Saturday, November 27, 2010

Tax and Spending - What did the voters vote for?

A mere few weeks ago, Washington's voters voted anti-tax on three major initiatives. They overwhelmingly voted down an income tax on upper income taxpayers dedicated to education and health care. They overwhelmingly voted for an initiative that required a 2/3 vote of the legislature on new taxes and they overwhelmingly voted to rescind the pop and candy tax the legislature imposed last session. The sum result of all these measures is a clear signal to policy-makers that they would rather see budget cuts than tax increases.

But were voters aware of what the consequences would be? Good question. The slow growing economy has stifled state revenues by as much as 20% for the next three years and making up that deficit through budget cuts alone is going to result in devastating cuts for state programs that have already been slashed each year for past three years.

For one, I'm not sure a large percentage of the voters knew what programs will end up being cut. The problem is there are not a lot of choices. About 60% of the state budget is already off limits due constitutional protection of most of the education budget as well as federal requirements on big programs like Medicaid.

What's left is basically all of higher education and social service programs like the Basic Health Plan which provides insurance for low income working families, the Security Lifeline Program which provides income supports and medical care for disabled and mentally ill clients and much of the TANF program that provides income support and child care to primarily working mothers. These social service programs are the safety net for those who have been hit the hardest by the deep recession. Programs like the community college Worker Retraining Program that provides funding for unemployed workers who have lost their jobs in declining industries to train for the jobs of future are also likely to be on the chopping block.

Many people believe that in reality we could cut spare these programs and cut the salaries and benefits of state workers more severely. The problem is, that these cuts simply don't add up to much money. Raising state workers co-pays by 20% only save a hundred million dollar or so and adding an extra 10-20 furlough days, less. The problem is that the recession's hit on the state budget is so severe and so much of the budget is off limits, that draconian cuts have to occur to virtually every area of the budget that's left.

The impact of the Eyman initiative requiring a 2/3 vote is exaggerated. While there is little chance 2/3 of the legislators will ever agree on a tax increase, the initiative still allows the legislature to send voters a choice. The legislature could clearly send the voters a referendum that would impose a tax to support key selected programs.

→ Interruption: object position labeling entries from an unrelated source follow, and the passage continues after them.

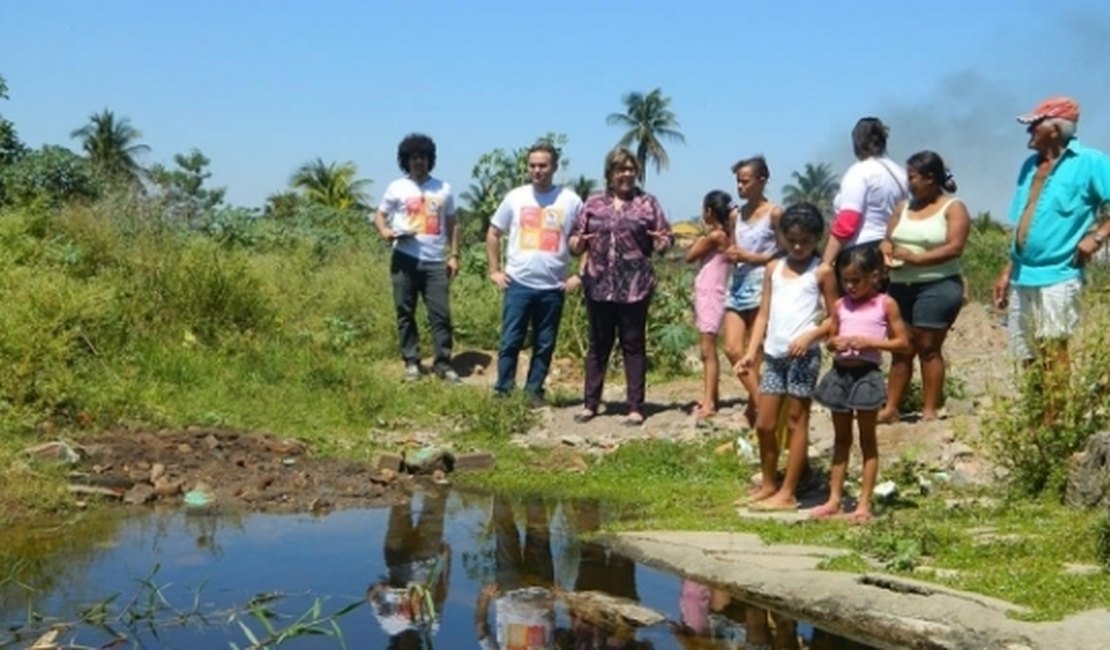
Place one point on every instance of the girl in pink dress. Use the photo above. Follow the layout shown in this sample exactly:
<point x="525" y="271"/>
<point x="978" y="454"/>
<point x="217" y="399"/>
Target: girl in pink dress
<point x="709" y="291"/>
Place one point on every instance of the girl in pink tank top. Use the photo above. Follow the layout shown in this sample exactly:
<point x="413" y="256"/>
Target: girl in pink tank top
<point x="865" y="324"/>
<point x="709" y="291"/>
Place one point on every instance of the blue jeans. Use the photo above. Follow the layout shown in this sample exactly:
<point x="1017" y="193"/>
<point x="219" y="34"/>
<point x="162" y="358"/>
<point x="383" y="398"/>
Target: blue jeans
<point x="542" y="308"/>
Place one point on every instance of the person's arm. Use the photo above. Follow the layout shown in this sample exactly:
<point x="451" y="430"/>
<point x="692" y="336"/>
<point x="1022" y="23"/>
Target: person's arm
<point x="759" y="326"/>
<point x="849" y="215"/>
<point x="662" y="239"/>
<point x="959" y="226"/>
<point x="1100" y="189"/>
<point x="706" y="244"/>
<point x="826" y="281"/>
<point x="581" y="236"/>
<point x="897" y="333"/>
<point x="887" y="245"/>
<point x="835" y="342"/>
<point x="1001" y="288"/>
<point x="493" y="256"/>
<point x="453" y="243"/>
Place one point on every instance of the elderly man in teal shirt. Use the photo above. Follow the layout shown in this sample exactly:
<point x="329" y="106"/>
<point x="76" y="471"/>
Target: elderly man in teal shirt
<point x="1061" y="189"/>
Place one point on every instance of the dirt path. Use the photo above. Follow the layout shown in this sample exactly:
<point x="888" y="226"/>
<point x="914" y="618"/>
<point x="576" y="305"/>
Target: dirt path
<point x="976" y="353"/>
<point x="255" y="471"/>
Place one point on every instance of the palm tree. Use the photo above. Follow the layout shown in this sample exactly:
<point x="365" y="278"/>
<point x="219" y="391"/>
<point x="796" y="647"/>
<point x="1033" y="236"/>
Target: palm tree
<point x="112" y="145"/>
<point x="815" y="184"/>
<point x="584" y="186"/>
<point x="331" y="184"/>
<point x="648" y="120"/>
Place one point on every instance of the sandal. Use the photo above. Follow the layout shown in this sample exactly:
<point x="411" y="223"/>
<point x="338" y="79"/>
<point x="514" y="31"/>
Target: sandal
<point x="633" y="419"/>
<point x="824" y="511"/>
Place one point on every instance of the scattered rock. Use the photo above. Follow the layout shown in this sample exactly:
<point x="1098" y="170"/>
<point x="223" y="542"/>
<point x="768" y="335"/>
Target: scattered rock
<point x="139" y="494"/>
<point x="54" y="450"/>
<point x="96" y="490"/>
<point x="390" y="461"/>
<point x="474" y="460"/>
<point x="605" y="610"/>
<point x="1089" y="474"/>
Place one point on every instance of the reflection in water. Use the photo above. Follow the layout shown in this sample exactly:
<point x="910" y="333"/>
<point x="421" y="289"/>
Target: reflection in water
<point x="409" y="601"/>
<point x="527" y="581"/>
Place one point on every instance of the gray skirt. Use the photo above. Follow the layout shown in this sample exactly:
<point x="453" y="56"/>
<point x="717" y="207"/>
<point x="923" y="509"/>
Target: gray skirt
<point x="846" y="388"/>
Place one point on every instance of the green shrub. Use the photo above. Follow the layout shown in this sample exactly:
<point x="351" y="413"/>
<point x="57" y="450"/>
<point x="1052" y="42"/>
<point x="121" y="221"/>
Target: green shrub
<point x="1055" y="410"/>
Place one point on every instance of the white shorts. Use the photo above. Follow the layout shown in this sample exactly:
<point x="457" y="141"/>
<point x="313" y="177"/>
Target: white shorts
<point x="1042" y="313"/>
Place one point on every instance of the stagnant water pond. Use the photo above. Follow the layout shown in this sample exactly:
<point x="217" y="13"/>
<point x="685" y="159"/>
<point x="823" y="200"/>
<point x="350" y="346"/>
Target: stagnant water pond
<point x="446" y="570"/>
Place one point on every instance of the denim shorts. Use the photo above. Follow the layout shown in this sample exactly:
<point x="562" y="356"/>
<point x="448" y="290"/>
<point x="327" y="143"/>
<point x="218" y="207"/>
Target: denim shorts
<point x="795" y="376"/>
<point x="929" y="305"/>
<point x="745" y="293"/>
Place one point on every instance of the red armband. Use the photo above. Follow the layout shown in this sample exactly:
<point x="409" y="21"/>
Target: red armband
<point x="846" y="223"/>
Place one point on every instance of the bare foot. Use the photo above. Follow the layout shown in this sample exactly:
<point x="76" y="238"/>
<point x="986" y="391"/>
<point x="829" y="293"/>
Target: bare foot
<point x="758" y="494"/>
<point x="860" y="515"/>
<point x="749" y="414"/>
<point x="776" y="501"/>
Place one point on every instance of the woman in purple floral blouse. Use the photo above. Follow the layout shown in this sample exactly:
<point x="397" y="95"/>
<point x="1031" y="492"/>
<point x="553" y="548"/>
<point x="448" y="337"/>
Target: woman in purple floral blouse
<point x="618" y="230"/>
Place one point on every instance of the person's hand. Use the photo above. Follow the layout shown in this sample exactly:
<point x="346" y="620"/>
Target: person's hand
<point x="579" y="243"/>
<point x="500" y="278"/>
<point x="737" y="255"/>
<point x="661" y="240"/>
<point x="902" y="254"/>
<point x="1001" y="291"/>
<point x="858" y="343"/>
<point x="799" y="345"/>
<point x="1086" y="250"/>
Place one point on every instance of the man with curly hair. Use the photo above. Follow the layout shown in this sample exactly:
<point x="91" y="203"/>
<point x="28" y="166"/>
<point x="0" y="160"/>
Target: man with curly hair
<point x="417" y="217"/>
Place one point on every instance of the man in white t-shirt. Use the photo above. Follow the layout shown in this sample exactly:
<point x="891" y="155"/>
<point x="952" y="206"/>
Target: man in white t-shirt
<point x="536" y="219"/>
<point x="417" y="217"/>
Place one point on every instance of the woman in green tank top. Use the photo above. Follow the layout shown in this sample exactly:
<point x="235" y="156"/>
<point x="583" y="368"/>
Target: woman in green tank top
<point x="922" y="247"/>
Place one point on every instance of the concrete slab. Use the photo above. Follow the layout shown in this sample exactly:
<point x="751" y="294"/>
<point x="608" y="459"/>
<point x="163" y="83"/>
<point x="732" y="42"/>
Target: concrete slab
<point x="879" y="610"/>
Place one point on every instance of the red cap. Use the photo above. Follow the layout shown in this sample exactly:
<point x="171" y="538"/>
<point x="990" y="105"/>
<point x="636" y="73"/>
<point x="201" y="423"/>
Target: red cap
<point x="1057" y="107"/>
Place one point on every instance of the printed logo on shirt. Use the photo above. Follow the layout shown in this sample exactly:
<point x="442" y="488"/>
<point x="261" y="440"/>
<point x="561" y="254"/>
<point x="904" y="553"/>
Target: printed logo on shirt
<point x="525" y="637"/>
<point x="423" y="214"/>
<point x="542" y="229"/>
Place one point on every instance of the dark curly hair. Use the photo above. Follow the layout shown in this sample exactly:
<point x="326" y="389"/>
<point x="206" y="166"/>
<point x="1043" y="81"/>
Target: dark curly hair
<point x="804" y="216"/>
<point x="416" y="143"/>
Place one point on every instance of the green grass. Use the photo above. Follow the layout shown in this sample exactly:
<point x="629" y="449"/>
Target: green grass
<point x="661" y="485"/>
<point x="115" y="317"/>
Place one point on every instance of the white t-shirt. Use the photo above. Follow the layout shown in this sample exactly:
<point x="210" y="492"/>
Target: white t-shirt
<point x="873" y="188"/>
<point x="424" y="212"/>
<point x="537" y="226"/>
<point x="525" y="620"/>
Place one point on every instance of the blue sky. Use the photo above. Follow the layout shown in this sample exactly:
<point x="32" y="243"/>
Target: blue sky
<point x="262" y="87"/>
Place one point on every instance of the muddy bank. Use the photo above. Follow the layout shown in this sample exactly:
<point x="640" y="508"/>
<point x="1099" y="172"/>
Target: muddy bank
<point x="225" y="469"/>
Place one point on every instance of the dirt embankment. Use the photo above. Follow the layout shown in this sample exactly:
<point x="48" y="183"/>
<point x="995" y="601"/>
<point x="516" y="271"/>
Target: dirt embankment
<point x="226" y="469"/>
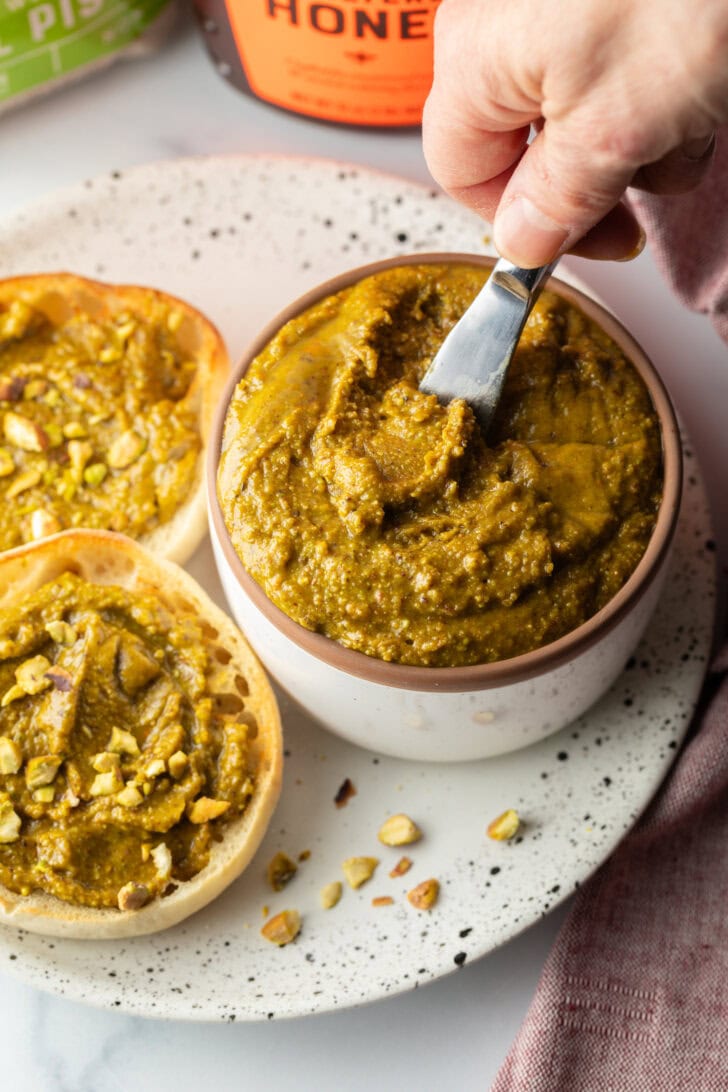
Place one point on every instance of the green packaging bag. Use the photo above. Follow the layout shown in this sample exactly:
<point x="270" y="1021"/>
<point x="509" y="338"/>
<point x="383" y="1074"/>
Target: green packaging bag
<point x="45" y="43"/>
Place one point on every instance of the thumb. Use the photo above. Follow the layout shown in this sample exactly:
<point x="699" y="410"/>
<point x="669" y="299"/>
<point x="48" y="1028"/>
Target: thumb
<point x="557" y="193"/>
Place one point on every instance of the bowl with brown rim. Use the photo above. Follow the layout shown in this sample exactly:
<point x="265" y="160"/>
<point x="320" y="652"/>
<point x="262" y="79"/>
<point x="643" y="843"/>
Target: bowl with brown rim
<point x="476" y="710"/>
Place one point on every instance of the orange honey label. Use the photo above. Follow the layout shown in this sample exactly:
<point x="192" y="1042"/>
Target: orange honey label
<point x="355" y="61"/>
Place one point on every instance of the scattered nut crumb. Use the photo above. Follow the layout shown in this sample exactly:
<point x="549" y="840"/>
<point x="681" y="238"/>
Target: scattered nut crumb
<point x="177" y="764"/>
<point x="122" y="743"/>
<point x="10" y="821"/>
<point x="346" y="791"/>
<point x="505" y="827"/>
<point x="398" y="830"/>
<point x="132" y="895"/>
<point x="60" y="678"/>
<point x="403" y="865"/>
<point x="11" y="757"/>
<point x="330" y="894"/>
<point x="42" y="770"/>
<point x="205" y="808"/>
<point x="283" y="928"/>
<point x="281" y="869"/>
<point x="359" y="869"/>
<point x="425" y="895"/>
<point x="163" y="862"/>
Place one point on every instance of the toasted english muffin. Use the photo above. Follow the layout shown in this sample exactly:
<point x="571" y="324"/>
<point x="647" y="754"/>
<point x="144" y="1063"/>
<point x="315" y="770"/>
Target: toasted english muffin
<point x="140" y="740"/>
<point x="106" y="398"/>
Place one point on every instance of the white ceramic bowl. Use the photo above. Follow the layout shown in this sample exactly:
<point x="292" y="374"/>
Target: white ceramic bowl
<point x="452" y="713"/>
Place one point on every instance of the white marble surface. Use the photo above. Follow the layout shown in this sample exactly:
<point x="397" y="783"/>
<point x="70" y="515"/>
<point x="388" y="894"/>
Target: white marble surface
<point x="456" y="1031"/>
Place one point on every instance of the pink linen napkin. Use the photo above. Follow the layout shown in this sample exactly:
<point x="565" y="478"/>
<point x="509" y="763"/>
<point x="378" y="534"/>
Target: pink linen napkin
<point x="634" y="995"/>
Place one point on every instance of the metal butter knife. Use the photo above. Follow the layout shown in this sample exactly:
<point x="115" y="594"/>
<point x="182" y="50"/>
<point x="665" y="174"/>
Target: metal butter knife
<point x="473" y="359"/>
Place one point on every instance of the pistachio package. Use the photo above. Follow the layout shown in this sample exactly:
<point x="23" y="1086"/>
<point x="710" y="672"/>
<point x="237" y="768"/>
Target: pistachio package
<point x="46" y="45"/>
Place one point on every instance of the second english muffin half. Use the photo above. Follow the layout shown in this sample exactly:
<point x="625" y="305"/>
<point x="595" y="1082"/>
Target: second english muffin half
<point x="106" y="398"/>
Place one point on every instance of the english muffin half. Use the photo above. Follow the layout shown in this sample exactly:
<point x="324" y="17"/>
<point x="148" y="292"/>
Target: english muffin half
<point x="106" y="398"/>
<point x="140" y="740"/>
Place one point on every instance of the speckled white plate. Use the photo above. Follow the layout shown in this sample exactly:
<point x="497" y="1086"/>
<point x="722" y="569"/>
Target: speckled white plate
<point x="239" y="237"/>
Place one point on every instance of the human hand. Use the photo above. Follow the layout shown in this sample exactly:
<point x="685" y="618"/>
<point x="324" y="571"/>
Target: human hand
<point x="621" y="94"/>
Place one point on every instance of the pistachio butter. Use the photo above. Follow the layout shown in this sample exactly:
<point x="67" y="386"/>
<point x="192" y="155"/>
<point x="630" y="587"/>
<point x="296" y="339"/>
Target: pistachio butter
<point x="118" y="766"/>
<point x="370" y="513"/>
<point x="98" y="426"/>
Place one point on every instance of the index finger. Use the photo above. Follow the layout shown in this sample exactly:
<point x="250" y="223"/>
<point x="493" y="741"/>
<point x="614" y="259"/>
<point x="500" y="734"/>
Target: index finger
<point x="472" y="162"/>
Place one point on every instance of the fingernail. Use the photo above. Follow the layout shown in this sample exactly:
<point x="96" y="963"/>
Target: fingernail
<point x="636" y="249"/>
<point x="527" y="236"/>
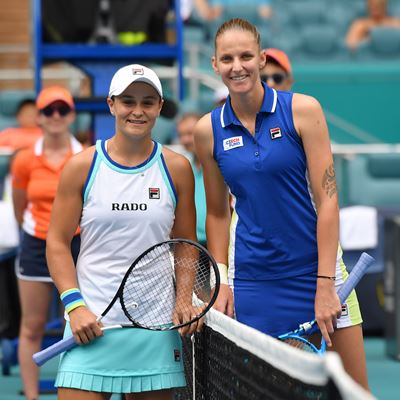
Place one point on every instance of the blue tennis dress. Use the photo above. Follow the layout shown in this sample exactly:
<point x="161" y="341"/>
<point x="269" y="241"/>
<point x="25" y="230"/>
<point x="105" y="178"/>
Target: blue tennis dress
<point x="273" y="254"/>
<point x="125" y="211"/>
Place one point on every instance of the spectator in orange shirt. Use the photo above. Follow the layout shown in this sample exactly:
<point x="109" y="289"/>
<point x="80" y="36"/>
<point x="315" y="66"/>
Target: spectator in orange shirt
<point x="377" y="17"/>
<point x="277" y="72"/>
<point x="27" y="131"/>
<point x="35" y="175"/>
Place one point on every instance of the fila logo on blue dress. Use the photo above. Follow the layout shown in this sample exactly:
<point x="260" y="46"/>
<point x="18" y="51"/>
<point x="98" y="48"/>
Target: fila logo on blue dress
<point x="154" y="193"/>
<point x="275" y="133"/>
<point x="232" y="143"/>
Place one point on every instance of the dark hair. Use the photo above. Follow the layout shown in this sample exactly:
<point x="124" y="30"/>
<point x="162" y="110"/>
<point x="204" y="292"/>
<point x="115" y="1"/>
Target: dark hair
<point x="238" y="24"/>
<point x="23" y="103"/>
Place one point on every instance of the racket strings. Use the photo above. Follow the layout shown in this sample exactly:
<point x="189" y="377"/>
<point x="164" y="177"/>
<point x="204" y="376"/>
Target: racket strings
<point x="301" y="343"/>
<point x="168" y="284"/>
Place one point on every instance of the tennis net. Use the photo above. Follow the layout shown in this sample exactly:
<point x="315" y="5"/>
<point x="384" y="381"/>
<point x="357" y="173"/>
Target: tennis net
<point x="231" y="361"/>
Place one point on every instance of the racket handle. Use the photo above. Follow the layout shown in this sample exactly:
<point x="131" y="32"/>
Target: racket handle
<point x="364" y="262"/>
<point x="57" y="348"/>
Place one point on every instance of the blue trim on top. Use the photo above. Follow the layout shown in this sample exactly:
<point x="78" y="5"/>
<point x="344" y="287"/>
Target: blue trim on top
<point x="168" y="180"/>
<point x="100" y="146"/>
<point x="90" y="178"/>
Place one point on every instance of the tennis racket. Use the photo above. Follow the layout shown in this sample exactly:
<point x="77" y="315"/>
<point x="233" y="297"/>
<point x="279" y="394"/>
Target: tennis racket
<point x="297" y="338"/>
<point x="167" y="287"/>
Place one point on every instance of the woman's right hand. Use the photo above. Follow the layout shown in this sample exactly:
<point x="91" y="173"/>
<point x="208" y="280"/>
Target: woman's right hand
<point x="84" y="325"/>
<point x="224" y="302"/>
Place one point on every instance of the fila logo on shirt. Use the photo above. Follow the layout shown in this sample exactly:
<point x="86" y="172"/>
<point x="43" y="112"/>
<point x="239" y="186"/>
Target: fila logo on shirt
<point x="232" y="143"/>
<point x="154" y="193"/>
<point x="275" y="133"/>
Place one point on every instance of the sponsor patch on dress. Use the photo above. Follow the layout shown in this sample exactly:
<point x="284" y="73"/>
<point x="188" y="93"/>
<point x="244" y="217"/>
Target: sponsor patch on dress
<point x="154" y="193"/>
<point x="233" y="142"/>
<point x="345" y="310"/>
<point x="275" y="133"/>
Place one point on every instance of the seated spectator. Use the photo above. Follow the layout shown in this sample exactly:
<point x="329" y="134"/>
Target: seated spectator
<point x="277" y="72"/>
<point x="27" y="131"/>
<point x="360" y="28"/>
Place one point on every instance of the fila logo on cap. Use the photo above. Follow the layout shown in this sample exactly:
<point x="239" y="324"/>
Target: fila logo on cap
<point x="275" y="133"/>
<point x="232" y="143"/>
<point x="137" y="71"/>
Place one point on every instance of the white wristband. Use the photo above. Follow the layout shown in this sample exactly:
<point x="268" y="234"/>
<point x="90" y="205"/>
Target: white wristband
<point x="223" y="275"/>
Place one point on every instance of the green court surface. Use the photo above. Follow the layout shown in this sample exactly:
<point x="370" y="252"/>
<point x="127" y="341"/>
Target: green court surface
<point x="384" y="375"/>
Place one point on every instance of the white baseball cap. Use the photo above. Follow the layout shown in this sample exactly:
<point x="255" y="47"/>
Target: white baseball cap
<point x="133" y="73"/>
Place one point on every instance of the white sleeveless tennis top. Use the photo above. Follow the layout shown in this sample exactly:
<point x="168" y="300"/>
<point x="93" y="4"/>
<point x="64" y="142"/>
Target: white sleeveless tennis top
<point x="125" y="211"/>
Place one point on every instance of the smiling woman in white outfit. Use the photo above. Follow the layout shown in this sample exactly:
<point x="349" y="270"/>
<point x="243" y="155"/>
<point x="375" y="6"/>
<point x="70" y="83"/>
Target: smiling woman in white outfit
<point x="126" y="193"/>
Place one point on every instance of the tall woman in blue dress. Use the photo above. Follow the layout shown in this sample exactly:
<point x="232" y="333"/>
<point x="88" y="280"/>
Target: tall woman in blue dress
<point x="270" y="149"/>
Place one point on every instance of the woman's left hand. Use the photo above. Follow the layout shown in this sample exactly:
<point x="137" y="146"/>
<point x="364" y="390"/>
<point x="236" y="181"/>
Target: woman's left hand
<point x="186" y="314"/>
<point x="327" y="308"/>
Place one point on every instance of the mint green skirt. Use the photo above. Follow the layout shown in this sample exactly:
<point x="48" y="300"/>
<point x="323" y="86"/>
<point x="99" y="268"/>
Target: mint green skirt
<point x="124" y="361"/>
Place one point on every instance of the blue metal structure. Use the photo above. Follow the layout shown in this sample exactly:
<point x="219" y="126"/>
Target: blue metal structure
<point x="100" y="61"/>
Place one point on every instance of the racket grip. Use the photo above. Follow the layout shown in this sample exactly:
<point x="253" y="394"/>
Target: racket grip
<point x="57" y="348"/>
<point x="364" y="262"/>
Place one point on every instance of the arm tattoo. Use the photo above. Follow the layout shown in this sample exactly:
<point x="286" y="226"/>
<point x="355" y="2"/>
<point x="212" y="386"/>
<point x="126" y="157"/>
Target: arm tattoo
<point x="329" y="181"/>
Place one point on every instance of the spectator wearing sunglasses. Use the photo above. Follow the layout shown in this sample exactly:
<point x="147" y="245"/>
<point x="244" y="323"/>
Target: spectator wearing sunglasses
<point x="35" y="175"/>
<point x="277" y="73"/>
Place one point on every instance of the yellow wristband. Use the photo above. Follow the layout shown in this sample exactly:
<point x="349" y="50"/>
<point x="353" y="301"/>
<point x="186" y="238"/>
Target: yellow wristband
<point x="223" y="275"/>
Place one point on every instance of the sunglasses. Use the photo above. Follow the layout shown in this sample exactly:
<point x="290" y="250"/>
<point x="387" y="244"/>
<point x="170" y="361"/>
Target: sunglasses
<point x="277" y="78"/>
<point x="50" y="110"/>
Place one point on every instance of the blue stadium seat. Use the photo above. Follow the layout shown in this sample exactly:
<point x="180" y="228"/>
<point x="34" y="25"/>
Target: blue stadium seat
<point x="320" y="42"/>
<point x="374" y="180"/>
<point x="305" y="12"/>
<point x="164" y="130"/>
<point x="242" y="11"/>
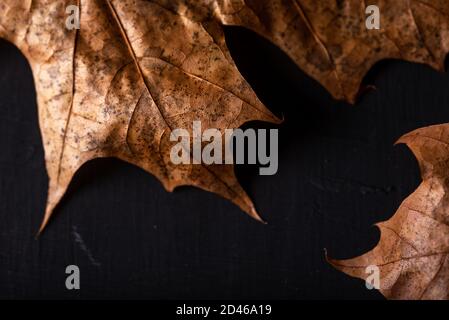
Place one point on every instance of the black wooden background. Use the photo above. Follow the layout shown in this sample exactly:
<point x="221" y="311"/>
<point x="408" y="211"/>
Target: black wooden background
<point x="339" y="174"/>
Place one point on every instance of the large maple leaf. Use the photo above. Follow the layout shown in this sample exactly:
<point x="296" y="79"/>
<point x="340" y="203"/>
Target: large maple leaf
<point x="413" y="252"/>
<point x="120" y="84"/>
<point x="138" y="69"/>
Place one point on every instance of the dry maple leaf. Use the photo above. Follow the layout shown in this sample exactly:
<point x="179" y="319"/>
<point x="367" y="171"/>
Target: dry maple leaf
<point x="329" y="40"/>
<point x="413" y="251"/>
<point x="119" y="85"/>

Initiative 1098 did not clearly offer voters a choice between taxes and program cuts. The initiative, which taxed upper income tax and dedicated the money to education and health care was very loosely crafted. Voters believed, and rightly so, that there was no requirement that the state limit revenues to those specific areas (they could cut funding from other sources).

I think it is sheer speculation to try and guess as to whether or not voters would choose between a tax increase and the destruction of the safety net. Over the past three years a lot of polling what done on this very question and the results were a toss-up. But I think it would be irresponsible to take the option off the table. The voters should have choices that they can clearly understand.